DeMullé’s assertions of conspiracies and plots against him were rejected by the court, which continued him to trial.
Meanwhile, in arguing for the January continuation, Braun wrote that, “[DeMullé] is charged with one count of violation of 18 U.S.C. § 922(g)(1), being a prohibited person in possession of a firearm in 2010. However, this is not a typical `felon in possession’ case, as discussed at length in the pending motions filed by defendant and the Government. In addition, the Indictment alleges defendant’s possession in 2010 of approximately 25 firearms and 1,100 pounds (not `rounds’) of ammunition, certain of which, the defense contends, may not have been in fact possessed by defendant.”
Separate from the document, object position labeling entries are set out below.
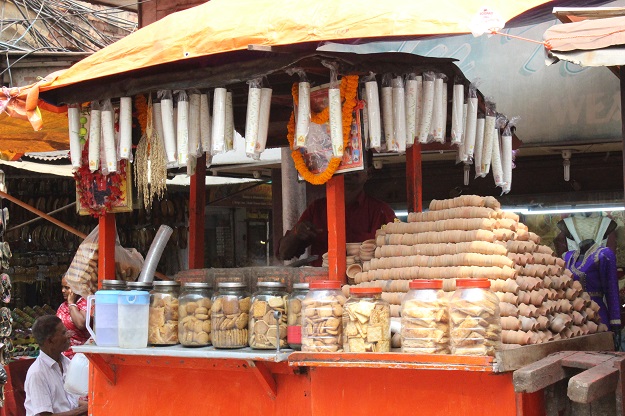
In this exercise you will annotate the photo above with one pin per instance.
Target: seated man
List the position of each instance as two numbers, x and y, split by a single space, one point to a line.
45 394
364 215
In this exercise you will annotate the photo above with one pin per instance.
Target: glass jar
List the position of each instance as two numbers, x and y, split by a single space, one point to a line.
146 286
294 313
268 317
475 325
113 284
163 325
425 318
229 315
322 314
194 328
366 321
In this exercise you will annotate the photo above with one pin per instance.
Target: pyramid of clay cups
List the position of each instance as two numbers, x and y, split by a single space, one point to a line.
471 237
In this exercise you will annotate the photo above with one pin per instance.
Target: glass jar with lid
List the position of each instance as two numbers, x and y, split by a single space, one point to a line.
294 315
146 286
475 325
194 328
367 321
267 325
425 318
322 314
229 315
163 323
113 284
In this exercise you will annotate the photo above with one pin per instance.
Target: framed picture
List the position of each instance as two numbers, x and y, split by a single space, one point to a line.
98 189
318 151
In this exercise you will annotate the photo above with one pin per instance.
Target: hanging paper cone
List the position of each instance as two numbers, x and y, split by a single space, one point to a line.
219 121
125 127
303 115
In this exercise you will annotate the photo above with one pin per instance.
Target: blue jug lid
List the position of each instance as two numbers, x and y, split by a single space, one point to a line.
134 297
107 296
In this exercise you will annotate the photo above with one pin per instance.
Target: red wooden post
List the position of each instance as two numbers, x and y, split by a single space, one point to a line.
106 248
335 193
197 195
414 178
Braun asserted, “as part of the defense of this case, defense counsel will need to continue to review the 6 CDs of discovery that have been produced by the Government, and to inspect and evaluate the seized firearms and the manner and location in which these firearms were stored at the time of the law enforcement search of defendant’s home and residence.”
Which takes us to January, 2017.
DeMullé has long been a controversial figure in the Sunland-Tujunga community since beginning his newspaper in 2003. (Disclosure: This reporter worked as an editor at The Foothills Paper in 2004–2005, until terminated for editing out a racist passage that denigrated Mexican Americans in DeMullé’s “View from the Rock” column.)
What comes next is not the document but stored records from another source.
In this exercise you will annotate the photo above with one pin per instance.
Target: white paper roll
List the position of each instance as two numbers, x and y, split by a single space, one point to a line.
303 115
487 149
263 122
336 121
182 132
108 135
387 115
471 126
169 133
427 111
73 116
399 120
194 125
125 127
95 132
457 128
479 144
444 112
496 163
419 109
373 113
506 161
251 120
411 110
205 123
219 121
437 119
DeMullé’s newspaper, which covers local and community news, also serves as an outlet for DeMullé’s criticisms, often aimed at those in the community who he claims have slighted or otherwise wronged him. The newspaper and its accompanying Facebook page also feature graphic photographs and videos of vehicle accidents, as well as reports on local fires, also with photographs. (A scanner on DeMullé’s desk alerts him to fires and accidents.)
DeMullé’s credentials for visiting local police and fire scenes are also suspect, since the various law enforcement and fire press credentials he wears have been reportedly fabricated. A felon cannot be approved for law enforcement press credentials, which are numbered and registered and require a background check. (In 2004, this reporter was asked by DeMullé to provide his LAPD press credential to him to be photocopied so that he could create his own badge. This reporter refused and another staffer reportedly provided him her badge to copy.)
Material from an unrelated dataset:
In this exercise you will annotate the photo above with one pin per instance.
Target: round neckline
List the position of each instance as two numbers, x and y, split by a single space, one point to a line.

Meanwhile, DeMullé’s targets for criticisms have included immigrants, namely Armenians; the homeless; the Sunland-Tujunga Neighborhood Council and its board members; the Sunland-Tujunga Chamber of Commerce; and a host of local residents and businesses.
The trial of United States of America, plaintiff, vs. David DeMullé, defendant, will begin January 24, 2017, in US District Court in Los Angeles.
EDITORS’ NOTE: Our sincere thanks to photographer Dyan McManus for her photos of David DeMulle, featured in our October 2016 article, “Lawyers, Guns and Money: Controversial Local Publisher Faces Federal Charges.”